Our highest court has shown its magisterial mettle, but open questions remain on withdrawal from the EU.

Enemies of the people? If that was what the headline-writers thought of three senior judges who decided in November that legislation was needed to trigger Brexit, surely they would find something even more insulting to say about the eight Supreme Court justices who agreed with the High Court in January?

Not at all. The worst the Daily Mail could throw at the Supremes was an assertion that the majority came from ‘almost identical rarefied backgrounds’ – as if to imply that the three dissenters were somehow men of the people. There was no attempt to infer their political opinions from past rulings, as we have seen in the case of Neil Gorsuch, president Trump’s nominee to a much more powerful Supreme Court.

Why the reticence? Perhaps it was the lord chancellor’s instant defence of the justices’ integrity, as reported in last week’s Gazette. Maybe it was the court’s welcome confirmation that the type of legislation needed was ‘entirely a matter for parliament’.

I doubt it. Anyone who watched the Supreme Court hearing on television could see the justices grappling with law rather than politics. And it looked as if the government would have little trouble getting its legislation through parliament with the support of the Labour front bench.

In the debate last week, some MPs found themselves torn between the will of the people and the pull of their consciences. But most felt they were required to respect the overall referendum result. How could the Supreme Court be accused of undermining democracy for giving parliament that choice?

Not that there weren’t a few rough edges left after the views of eight different justices had been shoehorned into a single text.
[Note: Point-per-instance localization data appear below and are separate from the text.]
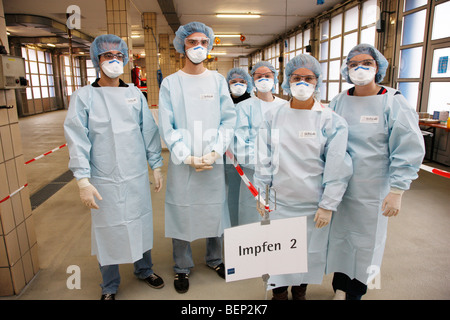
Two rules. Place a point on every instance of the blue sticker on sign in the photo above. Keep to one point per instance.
(443, 64)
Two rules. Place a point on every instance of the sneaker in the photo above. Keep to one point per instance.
(108, 296)
(220, 269)
(181, 282)
(154, 281)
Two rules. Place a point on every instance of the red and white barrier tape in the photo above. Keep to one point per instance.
(45, 154)
(439, 172)
(247, 182)
(15, 192)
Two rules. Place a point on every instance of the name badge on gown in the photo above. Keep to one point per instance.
(207, 96)
(369, 119)
(306, 134)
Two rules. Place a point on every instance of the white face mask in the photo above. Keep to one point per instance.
(302, 90)
(361, 76)
(196, 54)
(238, 89)
(112, 68)
(264, 84)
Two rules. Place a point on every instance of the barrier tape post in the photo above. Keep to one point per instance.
(47, 153)
(247, 182)
(439, 172)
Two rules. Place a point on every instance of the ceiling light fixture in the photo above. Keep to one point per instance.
(227, 35)
(238, 15)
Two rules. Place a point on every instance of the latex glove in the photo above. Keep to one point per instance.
(210, 158)
(322, 217)
(392, 203)
(157, 174)
(87, 193)
(197, 163)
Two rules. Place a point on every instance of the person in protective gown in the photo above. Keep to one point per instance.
(307, 164)
(112, 138)
(387, 149)
(196, 121)
(240, 86)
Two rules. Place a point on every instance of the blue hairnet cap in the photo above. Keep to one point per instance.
(302, 61)
(268, 65)
(365, 48)
(188, 29)
(242, 74)
(106, 43)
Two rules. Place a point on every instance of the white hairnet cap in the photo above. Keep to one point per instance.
(365, 48)
(188, 29)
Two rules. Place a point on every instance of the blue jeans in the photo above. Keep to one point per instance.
(111, 276)
(182, 254)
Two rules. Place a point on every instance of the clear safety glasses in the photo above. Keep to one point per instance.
(307, 78)
(193, 42)
(365, 63)
(110, 56)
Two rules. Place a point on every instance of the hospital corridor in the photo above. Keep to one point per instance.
(47, 62)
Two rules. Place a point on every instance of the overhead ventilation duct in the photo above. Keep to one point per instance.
(57, 28)
(169, 12)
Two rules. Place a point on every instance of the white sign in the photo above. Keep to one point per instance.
(253, 250)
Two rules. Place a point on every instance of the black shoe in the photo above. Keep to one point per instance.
(154, 281)
(108, 296)
(220, 269)
(181, 282)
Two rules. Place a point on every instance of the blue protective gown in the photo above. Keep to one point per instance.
(196, 116)
(307, 164)
(250, 115)
(387, 149)
(111, 136)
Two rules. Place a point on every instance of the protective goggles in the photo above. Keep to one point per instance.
(193, 42)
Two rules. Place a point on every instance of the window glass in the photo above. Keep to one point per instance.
(368, 35)
(410, 62)
(351, 19)
(324, 50)
(324, 66)
(440, 67)
(335, 70)
(333, 89)
(336, 25)
(369, 12)
(441, 21)
(324, 30)
(335, 48)
(298, 44)
(350, 40)
(439, 97)
(412, 4)
(413, 27)
(410, 91)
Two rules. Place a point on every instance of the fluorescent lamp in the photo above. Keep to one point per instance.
(227, 35)
(238, 15)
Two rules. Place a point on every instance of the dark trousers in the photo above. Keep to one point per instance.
(353, 288)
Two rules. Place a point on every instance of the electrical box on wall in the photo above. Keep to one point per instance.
(12, 72)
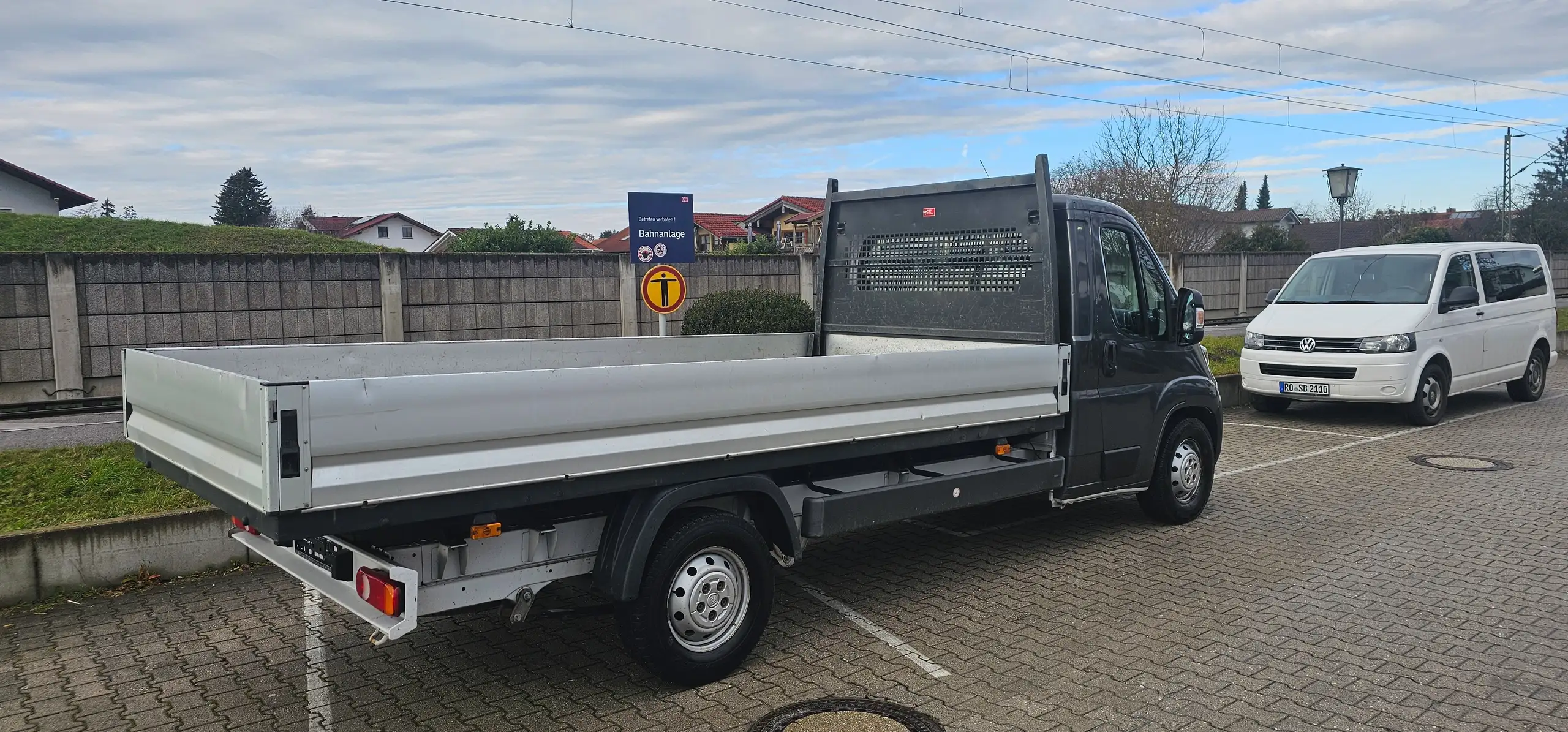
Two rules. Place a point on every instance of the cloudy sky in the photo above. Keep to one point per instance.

Did they really mean to say that a prerogative power could be ‘created’ by statute? Hadn’t they misappropriated the conduit metaphor that featured so heavily in the arguments? Some of these points might have been picked up if drafts had been circulated to counsel in the usual way.

The majority found that ‘the EU treaties, EU legislation and the interpretations placed on these instruments by the [EU] Court of Justice are direct sources of UK law’. It was the European Communities Act 1972 that made it a source. Creating that source was a major constitutional change, just as removing it would be. The justices simply could not accept that this could be achieved by ministers alone.

But why not, if ministers had prerogative powers to do so? According to Lord Reed, one of the dissenters, ‘the act simply creates a scheme under which domestic law reflects the UK’s international obligations, whatever they may be’. On this view, the 1972 act is merely a conduit, a pipe running from Brussels to Dover. Bureaucrats simply pump in EU law at the Belgian end and wait until it washes up on the Channel coast – where, to quote Lord Denning, it ‘flows into the estuaries and up the rivers’. Because ministers have prerogative powers to make and unmake treaties, they can simply seal off the pipe at its source. There is no need for parliament to dig it up: it can simply rust away.

That is more logical but less plausible. Lord Reed’s dissent could have been written 100 years ago, said Dr Patrick O’Brien, LSE Fellow in Public Law. ‘It takes no account of the supremacy and unique features of EU law, finally accepted over 25 years ago by the House of Lords in Factortame (No 2).’

Ironically, it is only as parliament paves the way for the repeal of the 1972 act that we begin to understand its significance. As Pavlos Eleftheriadis of Mansfield College, Oxford has written – like O’Brien, on the UK Constitutional Law Association blog – the judgment tells us that ‘constitutional change cannot happen in the UK through practice, evolution or change of opinion’. It needs legislation.

Not that the European Union (Notification of Withdrawal) Bill doesn’t have a few problems of its own. For one thing, it permits the prime minister to notify only ‘the UK’s intention to withdraw’. Withdrawal itself is still two years off. ‘Intention to withdraw’ would have been a better phrase to have included in the bill’s short title.

The bill also leaves open the question of who takes the decision to withdraw referred to in article 50(1) of the Treaty on European Union. Implicitly, that must happen before notification under article 50(2). But is the decision one for the prime minister? Cabinet? Parliament? And under what powers?

Maybe that does not matter. Once the bill is passed and Theresa May notifies the European Council of the UK’s intention to withdraw, we may infer that the decision has been taken. It will be one that has been endorsed not only by the people but by parliament. And that is why Gina Miller’s immortality in the law reports is so richly deserved.